Is that what you really want or is that a tradeoff point short of ideal that you’ve selected as acceptable?
To put it more concretely, if you could have alive programs and alive tools, would that not be the pinnacle? Well categorically yes because an alive program has every capability a dead one has, including the ability to mimic “dead” one.
The problem as we all know is it appears to be impossible to write maximally alive tooling in the presence of alive programs because there’s no way to analyse them sufficiently with the compute available to us.
And so we select a trade off.
Aiming for the tradeoff point as the ultimate solution does us all a disservice though. We should call out that it’s a trade off (and a reasonable one at that) but what we really want is alive/alive!
No, they do not. What they are lacking isn't in what they can or cannot execute, it's what we can say about them. If your PL has eval, then you don't know if foo is ever called or not, for example.
I'm not interested in talking about the currently running instance of a program, but all possible running instances of it.
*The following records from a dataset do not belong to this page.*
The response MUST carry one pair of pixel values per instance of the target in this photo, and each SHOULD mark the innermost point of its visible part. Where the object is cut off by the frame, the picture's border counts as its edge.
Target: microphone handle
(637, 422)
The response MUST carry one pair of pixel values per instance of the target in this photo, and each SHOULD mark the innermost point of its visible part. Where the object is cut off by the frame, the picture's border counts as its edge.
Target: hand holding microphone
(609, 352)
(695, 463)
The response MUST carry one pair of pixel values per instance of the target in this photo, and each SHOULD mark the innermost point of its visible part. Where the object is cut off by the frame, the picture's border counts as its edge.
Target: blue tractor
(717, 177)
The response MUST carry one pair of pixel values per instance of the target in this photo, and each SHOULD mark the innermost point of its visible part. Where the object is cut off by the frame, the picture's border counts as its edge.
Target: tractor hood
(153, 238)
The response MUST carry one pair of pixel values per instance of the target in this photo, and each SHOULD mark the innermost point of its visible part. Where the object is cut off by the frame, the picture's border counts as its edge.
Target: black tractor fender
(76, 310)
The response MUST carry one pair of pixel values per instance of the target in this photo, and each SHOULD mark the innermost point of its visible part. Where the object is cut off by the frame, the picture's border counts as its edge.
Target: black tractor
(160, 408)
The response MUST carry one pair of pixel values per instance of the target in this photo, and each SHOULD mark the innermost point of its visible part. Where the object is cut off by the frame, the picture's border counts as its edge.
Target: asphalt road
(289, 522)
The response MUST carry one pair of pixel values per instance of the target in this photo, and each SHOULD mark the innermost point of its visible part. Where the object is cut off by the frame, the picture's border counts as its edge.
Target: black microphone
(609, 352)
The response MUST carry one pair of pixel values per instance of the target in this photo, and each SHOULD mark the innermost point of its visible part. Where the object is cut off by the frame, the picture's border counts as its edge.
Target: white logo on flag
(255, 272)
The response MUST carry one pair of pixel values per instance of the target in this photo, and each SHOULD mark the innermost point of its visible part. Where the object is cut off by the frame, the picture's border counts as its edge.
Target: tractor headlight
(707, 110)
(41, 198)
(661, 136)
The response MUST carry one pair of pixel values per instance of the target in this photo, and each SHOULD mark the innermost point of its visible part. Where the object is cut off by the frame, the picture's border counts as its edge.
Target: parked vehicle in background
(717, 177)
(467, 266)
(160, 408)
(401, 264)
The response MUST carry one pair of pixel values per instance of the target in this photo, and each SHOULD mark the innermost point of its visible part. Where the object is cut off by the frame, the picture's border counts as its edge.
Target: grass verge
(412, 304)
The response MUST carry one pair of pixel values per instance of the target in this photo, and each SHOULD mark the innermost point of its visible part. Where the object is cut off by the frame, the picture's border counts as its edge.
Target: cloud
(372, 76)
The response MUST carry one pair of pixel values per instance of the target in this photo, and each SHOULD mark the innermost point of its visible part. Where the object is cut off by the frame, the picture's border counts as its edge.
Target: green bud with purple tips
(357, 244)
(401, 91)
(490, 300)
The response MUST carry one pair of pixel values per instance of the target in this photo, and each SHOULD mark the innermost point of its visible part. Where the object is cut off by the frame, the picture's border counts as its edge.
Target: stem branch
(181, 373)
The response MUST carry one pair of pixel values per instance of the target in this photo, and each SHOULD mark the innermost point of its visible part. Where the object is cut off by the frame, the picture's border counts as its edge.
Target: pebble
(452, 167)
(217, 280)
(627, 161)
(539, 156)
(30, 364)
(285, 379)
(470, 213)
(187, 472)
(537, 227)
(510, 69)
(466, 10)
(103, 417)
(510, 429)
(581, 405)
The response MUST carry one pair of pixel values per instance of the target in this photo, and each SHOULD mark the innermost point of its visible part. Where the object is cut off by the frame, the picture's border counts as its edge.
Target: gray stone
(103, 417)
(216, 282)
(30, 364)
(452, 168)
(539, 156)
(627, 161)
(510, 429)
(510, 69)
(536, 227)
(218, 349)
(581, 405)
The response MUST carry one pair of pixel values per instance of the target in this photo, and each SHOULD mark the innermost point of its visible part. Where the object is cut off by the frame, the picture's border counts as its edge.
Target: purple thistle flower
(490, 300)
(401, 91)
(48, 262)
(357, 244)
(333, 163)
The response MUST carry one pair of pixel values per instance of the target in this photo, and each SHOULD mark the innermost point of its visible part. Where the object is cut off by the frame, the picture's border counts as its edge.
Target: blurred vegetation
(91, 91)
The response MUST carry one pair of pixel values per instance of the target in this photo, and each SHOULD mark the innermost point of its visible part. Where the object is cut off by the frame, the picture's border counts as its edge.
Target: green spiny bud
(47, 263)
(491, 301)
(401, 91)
It's still the same issue; consider the halting problem. There are times when we can say a call does not return in a turing complete language (the bottom type, e.g. never in TS or ! in Rust), but the reverse is not true. We cannot be sure a given call will return in a turing complete language even without eval.
You could avoid this for a definition of dead that equates with non-turing complete i suppose but that's not particularly interesting since it's not a general programming language in that case.